ECMWF Summer of Weather Code 2019

4 minute read

Published:

The four month Summer of Weather Code project has drawn to a close. The codebase can be found on Github here. The process has been hugely informative and incredibly fun.

ESoWC: The Pipeline

Our Summer in Numbers

Gabi and I have been writing code together almost every day from June through to the end of August. Some of the numbers speak for themselves.

We have made 131 commits to Master branch. These have all been Squash and Merge commits and so the number of total commits is at least 10x bigger than that number.

We have written 18,544 lines of Python code including 181 unit tests! These are all run automatically using Travis Continuous Integration. For me, as a PhD student with no experience in software engineering this has been a massive learning curve. The ability to develop a complex code-base as part of a team has been made possible by learning about unit testing. Luckily, there are no statistics (yet) on how many of my / Gabi’s tests passed because I had ALOT of failing tests…

In order to work together over national borders and time zones we used Slack to stay in contact. We sent over 15,600 Slack messages just to each other!

ESoWC by Numbers

What have we learned?

ESoWC: Learnings

Working with climate data can be really messy! Having large multi-dimensional arrays can cause memory issues both in terms of storage and processing. We probably required slightly bigger computers to run the experiments that we wanted to. Machine learning tools are well suited to working with these multi-dimensional arrays however, ensuring that the tensor indices align can be a challenge. Luckily tools like xarray make working with these multi-dimensional datasets much simpler!

Software development techniques can really help scientists! By working with Gabi I have learned so much about writing good code. By using static typing, working with GitHub, and having unit tests run through continuous integration, these processes really help avoid pain in the future and make it easy to build out functionality.

Working at the interface of climate science and machine learning can lead to really interesting questions and answers. We were focused on producing accurate predictions of vegetation health and interpreting the importance of different input features. However, once you begin to look for applications of Machine Learning in Climate Sciences a whole world of possibilities opens up. These range from improving parameterisations, to learning symbolic representations of a dynamical system from data.

What next?

We have built something that we can be incredibly proud of. However, as with all good projects there is a lot left to do!

The future roadmap can be split into three components. Algorithms, the Pipeline itself and Experiments.

Algorithms

It would be great to implement a convolutional neural network to better account for spatial structures in the model. This would allow us to test whether the remaining error is reduced by accounting for spatial covariability.

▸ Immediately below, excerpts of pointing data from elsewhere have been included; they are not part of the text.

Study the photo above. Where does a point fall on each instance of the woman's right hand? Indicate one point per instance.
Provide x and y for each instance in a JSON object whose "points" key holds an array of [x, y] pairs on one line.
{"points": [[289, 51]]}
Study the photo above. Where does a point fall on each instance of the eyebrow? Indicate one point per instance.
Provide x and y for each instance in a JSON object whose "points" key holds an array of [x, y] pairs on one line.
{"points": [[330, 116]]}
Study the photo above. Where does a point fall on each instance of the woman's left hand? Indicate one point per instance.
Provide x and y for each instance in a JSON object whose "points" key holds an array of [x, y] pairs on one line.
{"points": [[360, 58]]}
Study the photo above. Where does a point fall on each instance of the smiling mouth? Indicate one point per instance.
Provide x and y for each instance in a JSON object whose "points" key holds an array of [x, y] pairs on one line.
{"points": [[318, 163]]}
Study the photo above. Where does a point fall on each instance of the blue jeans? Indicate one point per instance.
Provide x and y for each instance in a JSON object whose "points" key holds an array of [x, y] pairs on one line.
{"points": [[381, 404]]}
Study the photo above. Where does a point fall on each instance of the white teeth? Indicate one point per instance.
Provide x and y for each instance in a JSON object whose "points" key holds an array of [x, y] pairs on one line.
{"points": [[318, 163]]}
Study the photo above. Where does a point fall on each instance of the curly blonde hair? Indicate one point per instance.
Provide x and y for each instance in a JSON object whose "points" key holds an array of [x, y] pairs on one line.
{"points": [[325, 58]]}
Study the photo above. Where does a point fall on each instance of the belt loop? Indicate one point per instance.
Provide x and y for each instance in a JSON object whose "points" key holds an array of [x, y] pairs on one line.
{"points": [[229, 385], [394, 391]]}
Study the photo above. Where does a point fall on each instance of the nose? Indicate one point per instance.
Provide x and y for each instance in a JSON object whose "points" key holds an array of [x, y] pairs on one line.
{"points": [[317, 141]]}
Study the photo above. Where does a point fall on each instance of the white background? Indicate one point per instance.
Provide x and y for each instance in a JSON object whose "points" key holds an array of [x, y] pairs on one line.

I would also like to implement gradient boosted regression trees. They are useful baseline models that tend to work very well out of the box. The reason we did not implement them earlier is that we were unable to read our data into memory.

Pipeline

We have the functionality to run the pipeline at different temporal scales. We have currently run it at a monthly timescale because this reduced our data requirements. However, I want to test the pipeline for daily timesteps in order to prove its efficacy at shorter lead times.

Experiments

Finally, we want to experiment with different target datasets and incorporate the dynamical forecast data. Choosing a different target dataset (SHOULD) be relatively straightforward.

Working with the seasonal forecast data from S5 might prove a tougher challenge. It was something we were aware of and the pipeline has the ability to use the data. However, the functionality was never properly tested and so that will likely require some work.

Ultimately, I hope to continue to use the pipeline to produce papers for my PhD. I am confident that it is a really useful tool for answering a variety of questions. This also means that I can continue to contribute to it!

Thanks to you!

A final few words of thanks. Thanks to my supervisors Simon and Steve for their patience and interest in the project. Thank you to ECMWF, Copernicus and our mentors, Julia, Claudia, Stefan and Shaun. The Summer of Weather Code project has been a massive learning curve and I am really excited to continue to develop the code and these relationships through my PhD.

Finally, thanks to Gabi my project partner. I was lucky to have met Gabi and been able to work with him over this time period. Our skills were incredily complementary and I now know what it means to be part of a successful team. We had constant discussions about our ideas and how to implement different parts of the pipeline but ultimately we were both committed and gave sufficient time to the project to see it flourish. I couldn’t have hoped for a better person to be working with. I hope that we can continue to work together in some capacity and wish him the best of luck with his new job in Cambodia at Okra Solar.